The `Dataset.ncattrs` method of a `Dataset`, `Group` or `Variable` instance can be used to retrieve the names of all the netCDF attributes. This method is provided as a convenience, since using the built-in dir Python function will return a bunch of private methods and attributes that cannot (or should not) be modified by the user.

In [12]:
for name in rootgrp.ncattrs():
    print("Global attr {} = {}".format(name, getattr(rootgrp, name)))

Global attr description = an example script
Global attr history = Created Tue Oct 11 15:37:08 2022
Global attr source = netCDF4 python module tutorial


The `__dict__` attribute of a `Dataset`, `Group` or `Variable` instance provides all the netCDF attribute name/value pairs in a Python dictionary:

In [13]:
print(rootgrp.__dict__)

{'description': 'an example script', 'history': 'Created Tue Oct 11 15:37:08 2022', 'source': 'netCDF4 python module tutorial'}


Attributes can be deleted from a netCDF `Dataset`, `Group` or `Variable` using the Python del statement (i.e. del grp.foo removes the attribute foo the the group grp).

## Dimensions
A dimension is created using the `Dataset.createDimension` method of a `Dataset` or `Group` instance. We used this earlier as it has to be defined before creating a variable. 

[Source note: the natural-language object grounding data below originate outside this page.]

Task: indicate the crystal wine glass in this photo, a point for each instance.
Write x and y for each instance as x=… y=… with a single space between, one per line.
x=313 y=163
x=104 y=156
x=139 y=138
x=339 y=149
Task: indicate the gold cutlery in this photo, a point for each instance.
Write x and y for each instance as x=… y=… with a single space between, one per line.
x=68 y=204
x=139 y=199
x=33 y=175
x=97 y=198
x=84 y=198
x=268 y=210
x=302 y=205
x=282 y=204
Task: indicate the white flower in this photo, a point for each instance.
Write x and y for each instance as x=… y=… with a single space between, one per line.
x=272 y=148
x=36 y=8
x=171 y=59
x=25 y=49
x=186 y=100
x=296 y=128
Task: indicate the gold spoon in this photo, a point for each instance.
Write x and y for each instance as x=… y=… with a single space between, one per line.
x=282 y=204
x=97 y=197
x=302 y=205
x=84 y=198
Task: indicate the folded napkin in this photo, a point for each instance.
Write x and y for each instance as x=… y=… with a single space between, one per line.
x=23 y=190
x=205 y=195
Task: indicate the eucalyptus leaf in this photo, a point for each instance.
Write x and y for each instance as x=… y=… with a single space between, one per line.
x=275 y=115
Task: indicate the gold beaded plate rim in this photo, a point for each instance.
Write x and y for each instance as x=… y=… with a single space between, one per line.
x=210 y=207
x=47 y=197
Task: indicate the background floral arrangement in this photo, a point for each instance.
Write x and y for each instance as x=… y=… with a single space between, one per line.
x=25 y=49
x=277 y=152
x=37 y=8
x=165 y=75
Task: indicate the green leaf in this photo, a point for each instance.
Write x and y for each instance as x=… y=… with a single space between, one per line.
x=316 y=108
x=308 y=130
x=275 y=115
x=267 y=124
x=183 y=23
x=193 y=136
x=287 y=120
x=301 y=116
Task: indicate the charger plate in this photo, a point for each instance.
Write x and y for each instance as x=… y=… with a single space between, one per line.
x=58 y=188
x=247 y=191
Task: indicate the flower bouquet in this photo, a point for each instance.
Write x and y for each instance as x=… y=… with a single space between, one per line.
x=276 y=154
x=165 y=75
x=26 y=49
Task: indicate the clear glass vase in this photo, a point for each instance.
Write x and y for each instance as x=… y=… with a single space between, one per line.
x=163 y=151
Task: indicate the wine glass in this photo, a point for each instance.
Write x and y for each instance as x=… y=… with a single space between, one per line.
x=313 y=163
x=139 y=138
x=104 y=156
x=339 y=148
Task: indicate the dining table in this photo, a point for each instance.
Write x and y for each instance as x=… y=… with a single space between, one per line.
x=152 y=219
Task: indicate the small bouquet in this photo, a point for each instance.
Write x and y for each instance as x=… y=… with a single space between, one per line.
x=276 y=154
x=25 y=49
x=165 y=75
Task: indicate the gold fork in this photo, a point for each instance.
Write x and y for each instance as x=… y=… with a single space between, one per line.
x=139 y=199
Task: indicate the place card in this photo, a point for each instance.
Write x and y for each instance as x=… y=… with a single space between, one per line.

A Python string is used to set the name of the dimension, and an integer value is used to set the size. To create an unlimited dimension (a dimension that can be appended to), the size value is set to `None` or `0`. 

In [14]:
print(rootgrp.dimensions)

for dimobj in rootgrp.dimensions.values():
    print(dimobj)
    
rootgrp.close()

{'level': <class 'netCDF4._netCDF4.Dimension'> (unlimited): name = 'level', size = 10, 'time': <class 'netCDF4._netCDF4.Dimension'> (unlimited): name = 'time', size = 5, 'lat': <class 'netCDF4._netCDF4.Dimension'>: name = 'lat', size = 73, 'lon': <class 'netCDF4._netCDF4.Dimension'>: name = 'lon', size = 144}
<class 'netCDF4._netCDF4.Dimension'> (unlimited): name = 'level', size = 10
<class 'netCDF4._netCDF4.Dimension'> (unlimited): name = 'time', size = 5
<class 'netCDF4._netCDF4.Dimension'>: name = 'lat', size = 73
<class 'netCDF4._netCDF4.Dimension'>: name = 'lon', size = 144


## Multi-file datasets
You can use the `MFDataset` class to read the data as if it were contained in a single file. Instead of using a single filename to create a `Dataset` instance, create a `MFDataset` instance with either a list of filenames, or a string with a wildcard (which is then converted to a sorted list of files using the Python glob module). Variables in the list of files that share the same unlimited dimension are aggregated together, and can be sliced across multiple files. 

In [15]:
for nf in range(10):
    with Dataset("mftest%s.nc" % nf, "w", format="NETCDF4_CLASSIC") as f:
        _ = f.createDimension("x",None)
        x = f.createVariable("x","i",("x",))
        x[0:10] = np.arange(nf*10,10*(nf+1))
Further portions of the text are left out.